Passenger protection rules may need to be revised after hundreds of thousands of flight cancellations prompted by the COVID-19 pandemic left travellers out of pocket, the head of Canada’s transportation regulator said Wednesday.
Scott Streiner, who heads the Canadian Transportation Agency (CTA), said officials should ask “the obvious question” of why airlines do not have to refund passengers when flights are cancelled for reasons beyond the carrier’s control – such as a global virus outbreak.
“The situation that we’ve encountered over the past several months was unprecedented, it was completely unanticipated,” Streiner said in a phone interview.
“And as a result of it we may need to collectively take a look at the framework that we’ve put in place for air passenger protection and ask ourselves whether there are lessons learned and whether there are any gaps that we need to address.”
A new passenger rights charter, which came into effect on Dec. 15, requires airlines to ensure that customers can complete their itineraries, but does not demand reimbursement.
“I think the question we now have to ask is, what happens if that’s not possible?” Streiner said, referring to completion of itineraries.
Most Canadian airlines have offered credits for a cancelled flight that are valid for at least two years and have kept billions in advance ticket sales amid a collapse of the travel industry.
Advocates say passengers have the right to a refund for services that were never rendered, with some in urgent need of cash amid a recession that pushed the unemployment rate to nearly 14 percent, the highest rate in at least 45 years.
A February 2019 report by Air Passenger Rights, an advocacy group, found that criteria for monetary compensation are extremely tough to meet, often requiring passengers to present evidence that is in the hands of the airline.
Since February, passengers have filed a handful of proposed class-action lawsuits claiming airlines have unfairly denied customer refunds. A trio of petitions – two presented in the House of Commons last month – that garnered more than 109,000 signatures have called for customer reimbursement of flights cancelled due to the coronavirus.
The CTA has received a “tsunami of complaints” about airlines in recent months, with more than 93 percent filed since mid-December, though many came in before the pandemic struck, Streiner said.

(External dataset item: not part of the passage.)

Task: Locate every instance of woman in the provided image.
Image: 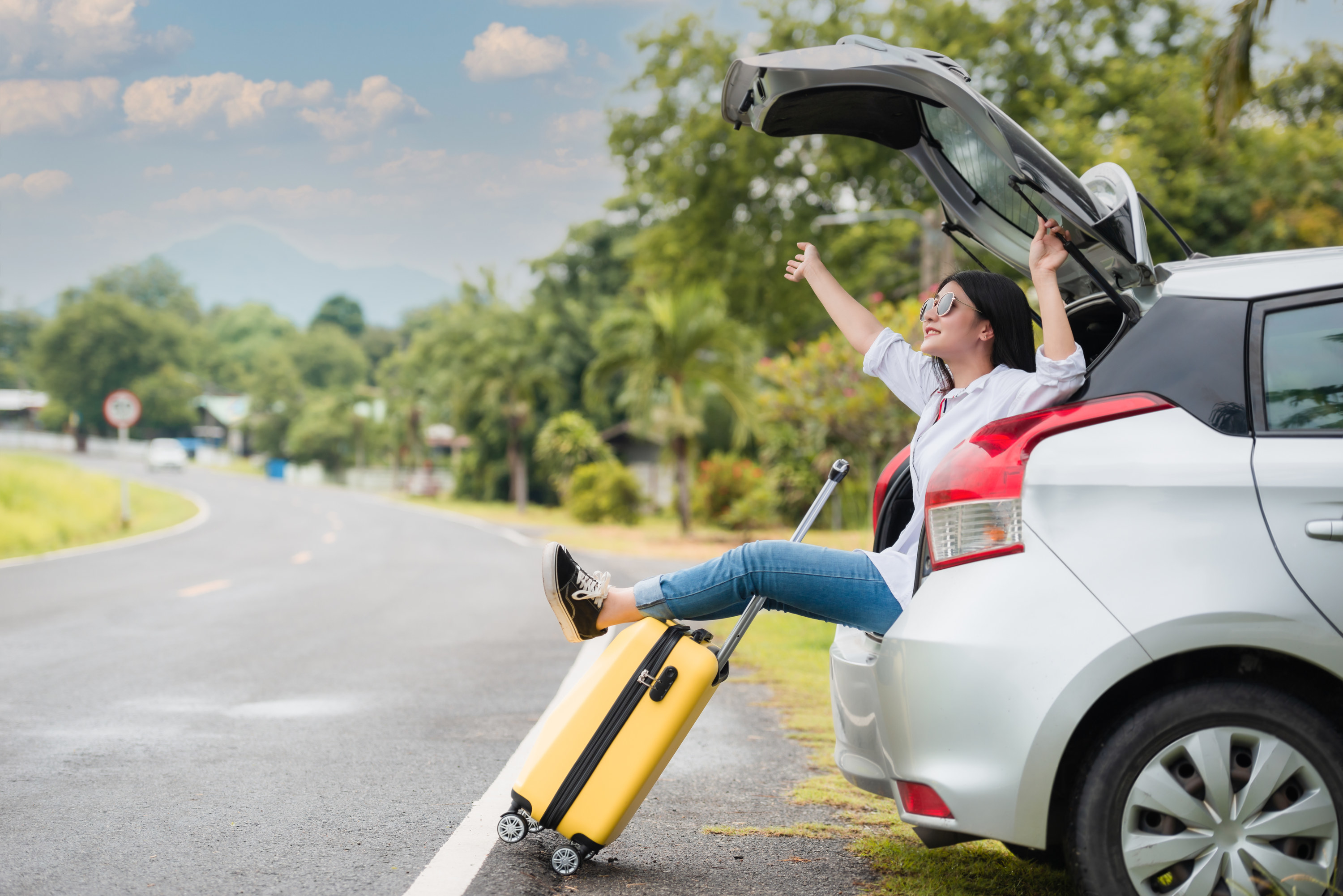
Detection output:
[541,219,1085,642]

The watchdog will receive additional funding and hire 34 new staff to its current team of 50 dealing with air travel complaints, he said. The agency has also streamlined its complaints process, introducing a more user-friendly complaint form online along with increased automation.
“We’re not going to be able to get through 14,000, 15,000 complaints in two months, but we are going to throw ourselves into it and we are going to dig through them as quickly as we can,” Streiner said.
The CTA had suspended adjudications on air travel complaints to allow airlines to concentrate their resources on a pandemic response, but hearings will resume officially in early July, he confirmed.
Streiner said customers are entitled to refunds where stipulated in the contract of carriage or “tariff” but identified “ambiguity” in the contracts as an issue.
Multiple airlines have cited statements from the regulator in March and April to justify offers of credit rather than cash back.
“A lot of this has been following guidance of the CTA, where they had come down and said that it was acceptable to issue a travel credit during the time of pandemic,” Swoop president Charles Duncan said in an interview.